Frequently Asked Questions

Revenue growth was primarily driven by the inclusion of sales from acquired businesses, specifically Blue Sky Natural Sodas (acquired in Q3 2000) and the Junior Juice business (acquired in May 2001). Additionally, increased sales of natural sodas, apple juice, juice blends, and smoothies in cans, along with the launch of the new 'Medicine Man' line, contributed to the top-line increase.

Net income decreased primarily due to a significant increase in operating expenses, particularly selling, general, and administrative (SG&A) costs. These costs rose due to increased promotional allowances, slotting fees, and general operational expenditures associated with integrating acquisitions and launching new products. While gross profit increased, it was not enough to offset the rise in operating expenses, leading to lower operating income and, consequently, lower net income.

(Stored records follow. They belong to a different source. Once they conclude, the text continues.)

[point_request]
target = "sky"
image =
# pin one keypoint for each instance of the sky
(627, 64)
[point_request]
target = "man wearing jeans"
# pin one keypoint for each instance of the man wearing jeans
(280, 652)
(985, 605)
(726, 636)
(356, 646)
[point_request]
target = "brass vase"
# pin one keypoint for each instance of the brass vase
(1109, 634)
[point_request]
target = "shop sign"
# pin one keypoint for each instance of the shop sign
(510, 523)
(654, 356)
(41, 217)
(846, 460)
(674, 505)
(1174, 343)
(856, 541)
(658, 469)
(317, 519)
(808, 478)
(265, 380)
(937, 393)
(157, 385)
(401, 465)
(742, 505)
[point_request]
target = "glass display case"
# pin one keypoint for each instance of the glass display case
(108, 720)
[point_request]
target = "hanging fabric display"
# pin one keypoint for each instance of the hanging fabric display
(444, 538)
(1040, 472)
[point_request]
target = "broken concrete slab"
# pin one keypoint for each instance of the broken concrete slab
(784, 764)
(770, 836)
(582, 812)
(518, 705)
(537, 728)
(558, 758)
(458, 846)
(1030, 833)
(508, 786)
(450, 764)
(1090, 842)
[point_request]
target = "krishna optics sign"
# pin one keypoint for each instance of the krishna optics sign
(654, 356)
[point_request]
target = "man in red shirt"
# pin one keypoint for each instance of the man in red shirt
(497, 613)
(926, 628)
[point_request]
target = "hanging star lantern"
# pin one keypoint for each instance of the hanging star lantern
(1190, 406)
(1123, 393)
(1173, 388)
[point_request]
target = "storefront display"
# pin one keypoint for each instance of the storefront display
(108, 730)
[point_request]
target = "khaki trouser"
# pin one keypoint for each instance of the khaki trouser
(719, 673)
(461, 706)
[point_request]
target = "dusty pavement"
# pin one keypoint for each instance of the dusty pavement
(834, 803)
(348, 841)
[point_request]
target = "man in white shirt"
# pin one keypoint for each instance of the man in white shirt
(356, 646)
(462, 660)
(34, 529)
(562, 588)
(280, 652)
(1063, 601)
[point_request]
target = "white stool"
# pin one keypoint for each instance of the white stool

As of June 30, 2001, the company had $403,736 in cash and cash equivalents, an increase from the previous quarter. Working capital decreased slightly, but the company reported having sufficient liquidity from operations and a revolving line of credit to meet its needs, including debt servicing, capital expenditures, and expansion plans. Management expressed confidence that existing resources will be adequate for the current year.

The acquisitions of Blue Sky Natural Sodas and Junior Juice contributed positively to net sales. However, these acquisitions also led to increased operating expenses, particularly in SG&A, related to integration and operational scaling. The acquisition of the Blue Sky trademark also increased amortization expenses. The financing for these acquisitions also contributed to higher interest expenses.